Dans une région dévastée par la production intensive de caoutchouc au XIXe siècle et investie par les cartels de la drogue et par la guérilla qui en ont fait une zone de non-droit dévolue à la culture de la coca et au transit banalisé de la cocaïne dans les années 1980, des milliers de personnes vivent aujourd’hui d’agroforesterie mixte, plantant des arbres et des cacaoyers. Dans cette même région de la Cordillère centrale du Pérou, une réserve de biosphère de l’UNESCO a été créée en 2016 : Gran Pajatén. À l’origine du projet, Roldán Rojas Paredes.

Roldán Rojas Paredes répond aux questions de William Navarrete

Comment présenteriez-vous la réserve de biosphère Gran Pajatén à quelqu’un qui n’en a jamais entendu parler ?

C’est un espace hors du commun, caractérisé par une formidable diversité naturelle et culturelle, car il réunit deux milieux totalement différents : les Andes et l’Amazonie. Sur quelque 2,5 millions d’hectares, la réserve abrite 5 000 espèces végétales et plus de 900 espèces animales, dont une trentaine sont endémiques. Elle englobe aussi le Parc national Río Abiseo, inscrit en 1990 sur la Liste du patrimoine mondial de l’humanité de l’UNESCO, qui abonde en vestiges archéologiques. Depuis le milieu des années 1980, on y a découvert trente-six sites précolombiens, situés à des altitudes allant de 2 500 à 4 000 mètres.

Pour nous qui y sommes nés, tout cela constitue un patrimoine très particulier, dont nous nous sentons responsables et qui nous oblige à penser sur le long terme.

Je vois cette réserve comme notre forteresse géographique, qui nous offre des conditions idéales pour une meilleure qualité de vie et de belles opportunités pour les générations futures.

Personnellement, j’ai toujours été attaché au travail de la terre, à nos forêts primaires, à leur verdeur impressionnante et j’ai toujours été imprégné de l’énergie qui en émane. Ma vie est intimement liée à la richesse culturelle, aux légendes, à l’imaginaire, à la musique et à la gastronomie de ce lieu. Je l’ai quitté pour aller étudier à Lima, la capitale, mais j’avais la ferme intention d’y revenir et de m’investir dans la mise en valeur de ce patrimoine exceptionnel. C’est ce que j’ai fait.

Que signifie pour les 170 000 habitants de la région la désignation du Gran Pajatén comme réserve de biosphère de l’UNESCO ?

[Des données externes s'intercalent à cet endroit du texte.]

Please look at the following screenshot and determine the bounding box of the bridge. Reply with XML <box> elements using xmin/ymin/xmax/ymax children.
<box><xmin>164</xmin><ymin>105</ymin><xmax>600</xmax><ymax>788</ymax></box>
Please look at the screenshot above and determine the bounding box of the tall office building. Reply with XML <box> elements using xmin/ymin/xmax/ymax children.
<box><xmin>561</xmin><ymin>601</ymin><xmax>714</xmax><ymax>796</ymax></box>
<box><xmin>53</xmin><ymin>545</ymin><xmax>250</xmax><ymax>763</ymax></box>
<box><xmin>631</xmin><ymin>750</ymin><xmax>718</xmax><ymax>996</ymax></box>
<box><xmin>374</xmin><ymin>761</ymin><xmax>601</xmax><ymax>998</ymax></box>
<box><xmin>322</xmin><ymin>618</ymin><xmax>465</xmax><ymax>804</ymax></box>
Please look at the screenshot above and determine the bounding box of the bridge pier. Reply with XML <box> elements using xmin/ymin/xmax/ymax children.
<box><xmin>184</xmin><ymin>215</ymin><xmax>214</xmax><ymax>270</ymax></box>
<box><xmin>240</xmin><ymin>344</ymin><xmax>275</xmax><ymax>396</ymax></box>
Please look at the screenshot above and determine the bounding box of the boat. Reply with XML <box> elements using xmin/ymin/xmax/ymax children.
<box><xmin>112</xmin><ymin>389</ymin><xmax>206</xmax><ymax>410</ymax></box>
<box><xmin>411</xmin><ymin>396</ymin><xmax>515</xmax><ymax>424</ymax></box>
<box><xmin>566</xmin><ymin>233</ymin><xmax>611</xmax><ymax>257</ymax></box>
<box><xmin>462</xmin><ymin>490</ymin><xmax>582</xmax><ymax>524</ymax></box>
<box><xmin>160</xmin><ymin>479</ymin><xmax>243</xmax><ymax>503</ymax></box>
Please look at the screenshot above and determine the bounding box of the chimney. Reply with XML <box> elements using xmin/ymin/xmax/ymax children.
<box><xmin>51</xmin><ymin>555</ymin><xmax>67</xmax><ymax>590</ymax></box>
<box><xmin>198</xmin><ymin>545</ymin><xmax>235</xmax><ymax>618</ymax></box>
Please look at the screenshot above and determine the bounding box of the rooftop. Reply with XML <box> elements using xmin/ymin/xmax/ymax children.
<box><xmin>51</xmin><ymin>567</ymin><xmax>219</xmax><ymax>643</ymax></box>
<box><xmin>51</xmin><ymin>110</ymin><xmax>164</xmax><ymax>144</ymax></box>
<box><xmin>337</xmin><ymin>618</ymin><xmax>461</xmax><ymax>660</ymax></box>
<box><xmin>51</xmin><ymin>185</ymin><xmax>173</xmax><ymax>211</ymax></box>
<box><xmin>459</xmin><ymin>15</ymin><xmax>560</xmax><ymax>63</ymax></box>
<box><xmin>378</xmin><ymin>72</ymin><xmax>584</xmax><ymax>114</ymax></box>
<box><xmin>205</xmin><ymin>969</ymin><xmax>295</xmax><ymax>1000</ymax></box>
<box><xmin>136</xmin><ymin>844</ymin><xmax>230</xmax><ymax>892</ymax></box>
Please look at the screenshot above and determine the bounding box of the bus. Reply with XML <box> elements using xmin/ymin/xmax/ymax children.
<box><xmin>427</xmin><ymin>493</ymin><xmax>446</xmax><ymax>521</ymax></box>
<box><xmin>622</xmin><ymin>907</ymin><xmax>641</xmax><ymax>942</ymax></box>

La population locale a beaucoup souffert par le passé, en proie aux cartels du caoutchouc et de la drogue, et à cause de la guérilla, aussi. Mais au début des années 2000, la renaissance de la culture du cacao a permis à des milliers de personnes d’échapper à la pauvreté et à l’exclusion. Avec le temps, nous avons développé l’agroforesterie mixte, qui est très bien adaptée à la production de cacao, car les cacaoyers prospèrent à l’ombre des arbres.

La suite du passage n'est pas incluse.